With @SuppressWarnings, the list of warning that can be suppressed varies depending on the compiler used. There is a list for Eclipse in the on-line docs (search for suppresswarnings). Netbeans uses (apparently) the JDK ones. For javac version 1.6 and earlier you can see a list by “javac -X” and look at the list that shows for the “Xlint” option. However, not all of these work as of 1.6.0_18 (especially “all”)! (See the list on-line at knol.google.com/k/suppresswarnings-annotation-in-java.)
Using Annotations
Using annotations is simple; it is defining them that gets tricky. Just place one or more annotations directly before the thing you are annotating. If there are no elements passed to the annotation, you don’t need any parenthesis.

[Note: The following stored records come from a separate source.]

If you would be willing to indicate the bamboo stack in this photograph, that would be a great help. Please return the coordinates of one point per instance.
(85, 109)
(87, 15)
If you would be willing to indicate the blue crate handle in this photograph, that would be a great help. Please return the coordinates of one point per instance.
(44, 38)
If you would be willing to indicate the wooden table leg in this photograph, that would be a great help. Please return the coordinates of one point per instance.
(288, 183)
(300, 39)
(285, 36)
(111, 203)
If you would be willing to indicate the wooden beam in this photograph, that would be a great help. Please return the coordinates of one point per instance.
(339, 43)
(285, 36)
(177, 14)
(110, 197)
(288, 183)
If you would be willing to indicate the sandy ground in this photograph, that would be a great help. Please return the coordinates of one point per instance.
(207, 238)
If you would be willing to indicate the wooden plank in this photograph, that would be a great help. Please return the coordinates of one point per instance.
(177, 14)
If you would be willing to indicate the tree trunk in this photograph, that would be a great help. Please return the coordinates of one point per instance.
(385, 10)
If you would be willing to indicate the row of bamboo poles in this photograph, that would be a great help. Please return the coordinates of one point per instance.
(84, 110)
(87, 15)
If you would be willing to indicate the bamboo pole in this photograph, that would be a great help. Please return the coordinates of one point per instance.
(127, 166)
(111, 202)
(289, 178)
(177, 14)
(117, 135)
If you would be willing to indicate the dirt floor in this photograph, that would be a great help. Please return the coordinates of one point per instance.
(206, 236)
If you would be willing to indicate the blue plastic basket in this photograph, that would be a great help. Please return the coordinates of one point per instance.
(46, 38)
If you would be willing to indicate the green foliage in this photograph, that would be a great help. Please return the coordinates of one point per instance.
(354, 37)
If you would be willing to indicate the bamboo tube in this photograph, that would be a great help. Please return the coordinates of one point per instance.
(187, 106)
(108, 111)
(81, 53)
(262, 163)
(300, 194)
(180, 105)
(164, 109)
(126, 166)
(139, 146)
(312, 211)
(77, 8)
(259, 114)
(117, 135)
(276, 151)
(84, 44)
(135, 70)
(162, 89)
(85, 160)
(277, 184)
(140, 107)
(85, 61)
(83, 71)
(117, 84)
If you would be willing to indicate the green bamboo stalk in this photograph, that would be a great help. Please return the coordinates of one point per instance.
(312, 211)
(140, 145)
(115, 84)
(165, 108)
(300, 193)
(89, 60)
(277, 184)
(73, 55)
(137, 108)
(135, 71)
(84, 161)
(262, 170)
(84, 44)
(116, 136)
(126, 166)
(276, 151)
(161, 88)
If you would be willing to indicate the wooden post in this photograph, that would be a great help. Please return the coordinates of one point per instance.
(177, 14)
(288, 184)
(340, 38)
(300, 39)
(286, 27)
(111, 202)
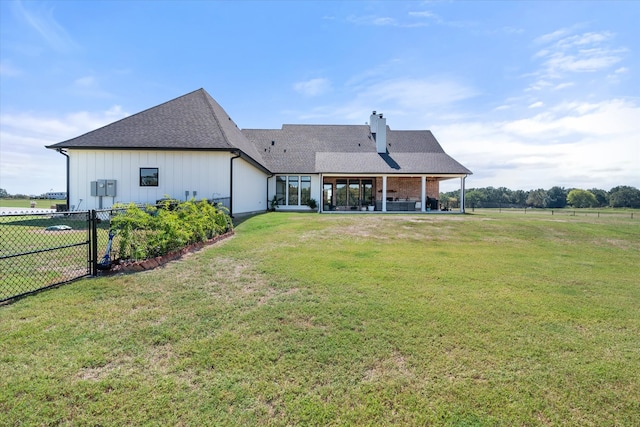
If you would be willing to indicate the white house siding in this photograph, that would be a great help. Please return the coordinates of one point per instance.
(249, 188)
(178, 171)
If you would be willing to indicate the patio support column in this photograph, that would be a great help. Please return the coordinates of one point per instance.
(462, 178)
(384, 193)
(423, 199)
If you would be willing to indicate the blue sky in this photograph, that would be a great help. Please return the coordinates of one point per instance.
(526, 94)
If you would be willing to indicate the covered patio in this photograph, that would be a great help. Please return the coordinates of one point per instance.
(385, 193)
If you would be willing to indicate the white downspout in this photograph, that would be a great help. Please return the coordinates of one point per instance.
(423, 199)
(384, 193)
(462, 193)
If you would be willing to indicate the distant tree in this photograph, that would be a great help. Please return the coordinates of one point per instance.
(602, 196)
(557, 197)
(537, 198)
(581, 198)
(624, 197)
(519, 197)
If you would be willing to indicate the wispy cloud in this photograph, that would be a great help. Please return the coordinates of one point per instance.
(23, 137)
(564, 145)
(563, 53)
(313, 87)
(8, 70)
(41, 19)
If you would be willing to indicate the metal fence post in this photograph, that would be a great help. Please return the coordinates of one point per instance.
(93, 245)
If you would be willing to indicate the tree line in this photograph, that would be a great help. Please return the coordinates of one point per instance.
(556, 197)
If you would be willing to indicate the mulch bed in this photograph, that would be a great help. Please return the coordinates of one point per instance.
(151, 263)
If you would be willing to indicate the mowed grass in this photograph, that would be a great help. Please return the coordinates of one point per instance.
(304, 319)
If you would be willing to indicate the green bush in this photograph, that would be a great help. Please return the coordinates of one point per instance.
(149, 231)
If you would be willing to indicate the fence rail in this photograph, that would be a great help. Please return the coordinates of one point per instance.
(588, 212)
(41, 250)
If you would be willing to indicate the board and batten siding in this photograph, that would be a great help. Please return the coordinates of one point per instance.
(178, 171)
(249, 188)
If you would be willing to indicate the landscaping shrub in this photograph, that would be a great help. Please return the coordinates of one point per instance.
(149, 231)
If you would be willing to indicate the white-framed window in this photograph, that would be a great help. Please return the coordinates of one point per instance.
(293, 190)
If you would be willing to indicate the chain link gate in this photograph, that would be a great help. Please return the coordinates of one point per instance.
(42, 250)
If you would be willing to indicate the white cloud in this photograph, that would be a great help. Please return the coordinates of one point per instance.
(313, 87)
(573, 144)
(45, 24)
(581, 53)
(26, 166)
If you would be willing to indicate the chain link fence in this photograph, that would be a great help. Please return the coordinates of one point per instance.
(41, 250)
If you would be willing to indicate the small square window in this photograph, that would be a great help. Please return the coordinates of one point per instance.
(148, 177)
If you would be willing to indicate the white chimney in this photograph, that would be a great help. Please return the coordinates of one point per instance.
(378, 125)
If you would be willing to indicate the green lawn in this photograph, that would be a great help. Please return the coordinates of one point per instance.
(304, 319)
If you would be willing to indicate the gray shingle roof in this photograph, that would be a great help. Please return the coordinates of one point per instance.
(194, 121)
(350, 149)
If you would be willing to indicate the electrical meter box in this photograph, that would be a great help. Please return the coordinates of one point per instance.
(103, 187)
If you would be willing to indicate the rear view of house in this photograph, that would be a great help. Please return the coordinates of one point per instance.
(190, 148)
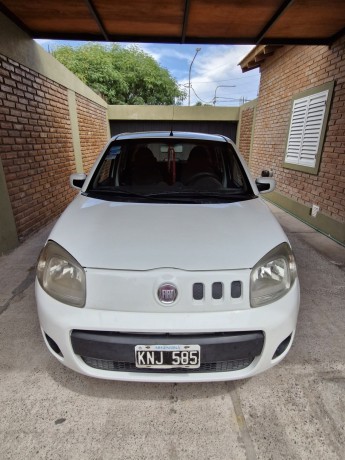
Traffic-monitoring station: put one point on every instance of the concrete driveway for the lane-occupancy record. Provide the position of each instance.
(294, 411)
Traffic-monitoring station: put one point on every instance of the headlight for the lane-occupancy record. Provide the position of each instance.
(273, 276)
(61, 276)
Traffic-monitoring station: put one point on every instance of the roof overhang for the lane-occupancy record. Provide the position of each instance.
(256, 56)
(268, 22)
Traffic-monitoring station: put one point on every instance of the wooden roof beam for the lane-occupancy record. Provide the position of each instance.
(283, 7)
(97, 18)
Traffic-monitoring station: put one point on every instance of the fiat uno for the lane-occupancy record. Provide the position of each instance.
(168, 266)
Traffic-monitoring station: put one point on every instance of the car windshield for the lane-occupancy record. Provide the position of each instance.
(170, 170)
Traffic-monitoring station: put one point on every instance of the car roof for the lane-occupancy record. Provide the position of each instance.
(171, 135)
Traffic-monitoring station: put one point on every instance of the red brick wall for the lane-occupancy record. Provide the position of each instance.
(92, 121)
(288, 72)
(247, 118)
(35, 145)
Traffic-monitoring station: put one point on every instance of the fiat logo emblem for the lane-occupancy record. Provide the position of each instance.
(167, 293)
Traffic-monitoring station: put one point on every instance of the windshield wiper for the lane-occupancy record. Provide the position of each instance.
(111, 192)
(233, 195)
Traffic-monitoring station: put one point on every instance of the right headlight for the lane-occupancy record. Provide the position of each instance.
(273, 276)
(61, 276)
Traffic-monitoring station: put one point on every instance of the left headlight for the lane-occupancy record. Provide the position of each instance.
(273, 276)
(61, 276)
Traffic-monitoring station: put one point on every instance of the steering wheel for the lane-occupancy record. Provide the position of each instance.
(202, 175)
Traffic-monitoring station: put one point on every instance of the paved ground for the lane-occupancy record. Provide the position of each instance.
(294, 411)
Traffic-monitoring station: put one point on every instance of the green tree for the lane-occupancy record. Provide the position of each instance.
(121, 75)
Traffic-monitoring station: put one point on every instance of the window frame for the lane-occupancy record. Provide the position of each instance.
(311, 92)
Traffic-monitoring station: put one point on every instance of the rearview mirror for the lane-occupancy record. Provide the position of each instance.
(77, 180)
(265, 184)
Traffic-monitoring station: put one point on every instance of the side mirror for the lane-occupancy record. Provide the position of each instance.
(265, 184)
(77, 180)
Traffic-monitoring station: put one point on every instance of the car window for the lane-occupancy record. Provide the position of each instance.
(161, 166)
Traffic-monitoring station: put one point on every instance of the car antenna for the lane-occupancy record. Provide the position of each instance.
(171, 131)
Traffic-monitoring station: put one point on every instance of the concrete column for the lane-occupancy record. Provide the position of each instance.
(72, 105)
(8, 230)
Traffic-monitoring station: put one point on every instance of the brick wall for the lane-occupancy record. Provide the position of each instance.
(288, 72)
(247, 118)
(36, 143)
(92, 123)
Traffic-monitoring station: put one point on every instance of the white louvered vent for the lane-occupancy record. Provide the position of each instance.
(305, 129)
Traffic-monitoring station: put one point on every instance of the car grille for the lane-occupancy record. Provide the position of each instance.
(122, 366)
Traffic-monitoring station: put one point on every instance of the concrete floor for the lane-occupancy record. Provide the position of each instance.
(294, 411)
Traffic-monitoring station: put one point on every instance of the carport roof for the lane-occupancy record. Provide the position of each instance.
(264, 22)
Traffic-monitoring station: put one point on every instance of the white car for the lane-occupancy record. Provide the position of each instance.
(168, 266)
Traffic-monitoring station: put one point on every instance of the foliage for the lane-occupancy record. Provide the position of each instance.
(121, 75)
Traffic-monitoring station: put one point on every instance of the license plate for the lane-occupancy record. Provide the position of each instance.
(167, 356)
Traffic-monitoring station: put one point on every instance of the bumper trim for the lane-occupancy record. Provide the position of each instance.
(215, 347)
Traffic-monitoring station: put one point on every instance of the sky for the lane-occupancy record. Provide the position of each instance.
(216, 76)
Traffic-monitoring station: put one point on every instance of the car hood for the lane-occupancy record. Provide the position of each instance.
(144, 236)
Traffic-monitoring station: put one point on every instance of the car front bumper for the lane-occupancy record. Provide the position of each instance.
(252, 337)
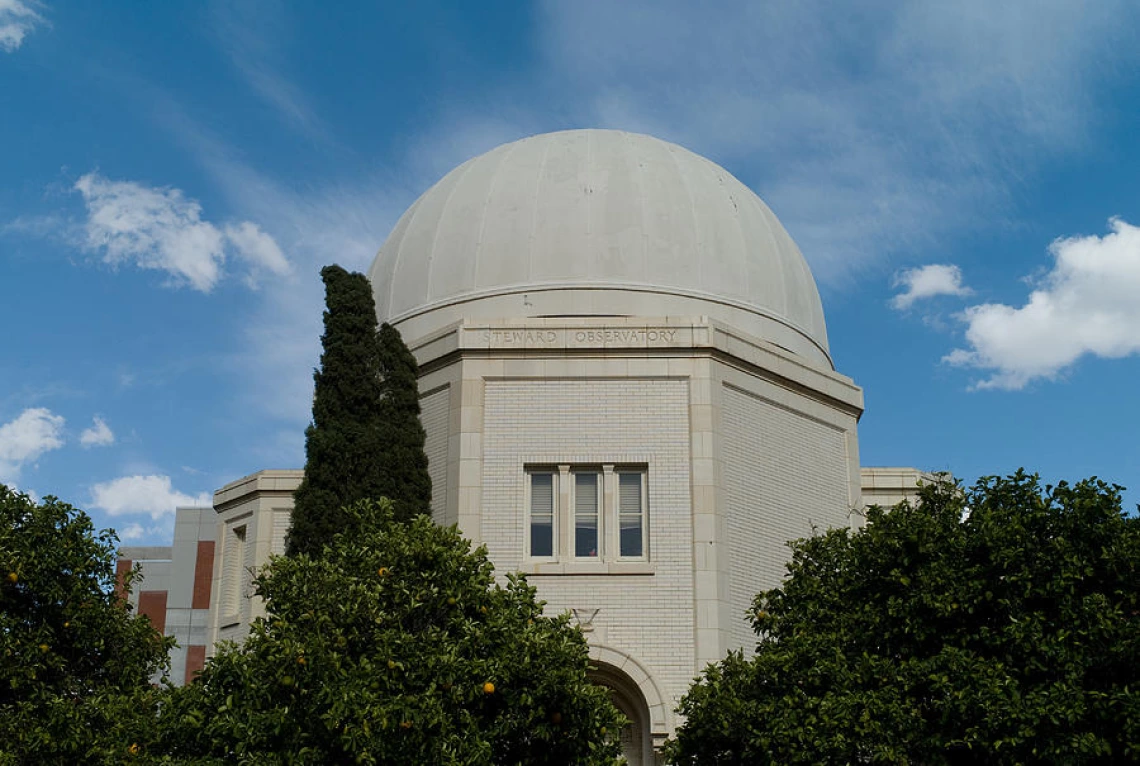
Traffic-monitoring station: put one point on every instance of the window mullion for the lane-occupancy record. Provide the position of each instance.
(563, 515)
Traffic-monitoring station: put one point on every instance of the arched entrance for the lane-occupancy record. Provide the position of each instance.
(636, 743)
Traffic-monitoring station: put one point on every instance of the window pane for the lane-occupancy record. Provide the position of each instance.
(542, 514)
(585, 516)
(630, 514)
(542, 538)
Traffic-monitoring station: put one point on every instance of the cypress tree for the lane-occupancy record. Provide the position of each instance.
(344, 443)
(408, 483)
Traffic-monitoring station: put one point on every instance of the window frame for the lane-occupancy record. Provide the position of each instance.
(564, 515)
(642, 511)
(529, 531)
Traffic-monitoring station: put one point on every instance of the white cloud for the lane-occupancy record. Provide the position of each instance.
(99, 434)
(17, 18)
(927, 282)
(252, 35)
(132, 532)
(32, 433)
(160, 228)
(257, 247)
(133, 495)
(1086, 304)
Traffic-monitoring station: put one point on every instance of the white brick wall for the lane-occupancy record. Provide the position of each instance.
(593, 422)
(783, 473)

So both of these work the same way:
@MarkerAnnotation
class Foo { ... }
@MarkerAnnotation() class Foo { ... }
(Annotations that take no element arguments are called marker annotations.)
If an annotation takes exactly one value (for the element named value), you can just pass the value (of the correct type). If there is more than one element value being passed, you must use the syntax name=value, ... For example, an annotation that takes one String element could be used either way:
@OneItemAnnotation("XYZ") class Foo { ... }
@OneItemAnnotation(value="XYZ") class Foo { ... }
If the value is an array, you can use the literal array notation like this:
@Reviewers( {"Moe", "Larry", "Curly"} ) class Foo {...}
(Show example on Website.)
Defining Your Own Annotations
To define your own annotation you create a special type of interface. An annotation type with no elements is termed a marker annotation type. Each element of an annotation (really its properties) are defined as method declarations. Element declarations must not have any parameters, generics, or throws clauses; they’re not really methods at all.
Element types are restricted to primitives plus String, Class, enum, annotation, and arrays of those types.
@interface AnnotationName
{} // A marker annotation
// with no content
In annotations with a single element, the element should be named value:
@interface AnnotationName
{
elementType value();
}
@interface AnnotationName
{
elementType elementName1();
elementtype elementName2(); // ...
}
You can specify default values for elements too:
@interface AnnotationName
{
elementType elementName() default literal;
...
}
You can specify if Java doc comments should show the annotation or not:
@Documented
public @interface RFE {
int id();
String description();
String assignedTo() default "[unassigned]";
String dateRequested() default "[unknown]";
}
Note, only things that show up in the javadoc HTML output can show annotations. That is, the annotations on local variables or private stuff won’t appear.
Here’a a use of the RFE annotation:
@RFE( id = 123, description
= "Enable telepathy",
assignedTo = "Hymie Piffl", date = "2/30/2010" )
public static void readMinds () { ... }
When defining your own annotations you can add annotations to it:
· Some annotations are for internal use only. Other annotations are part of the public interface of the class (or whatever) and user’s of your code need to know about them. To cause javadoc (or other similar tools) to include an annotation in the generated documentation, annotate your annotation with @Documented.
· You use @Target to restrict where your annotation can be applied. The default is anything can be annotated, but you can restrict to local variables, fields, methods, classes, or packages (see java.lang.annotation.ElementType). For example, to restrict some annotation to be used only on methods, use:
@Target(
ElementType.METHOD )
@interface MyMethodAnnotation { ... }
· @Inherited shows that the annotation may be inherited (i.e., mark the parent with the annotation, and the child will show as having it too).
· You can control if your annotation will be part of the Class object loaded into RAM (RUNTIME), in the .class file but not the Class object (CLASS), or just in the source code and not in the .class file (SOURCE). This is known as the retention policy. for example:
@Retention( RetentionPolicy.SOURCE ) // ibid
To use reflection to check for annotations, the policy must be RUNTIME.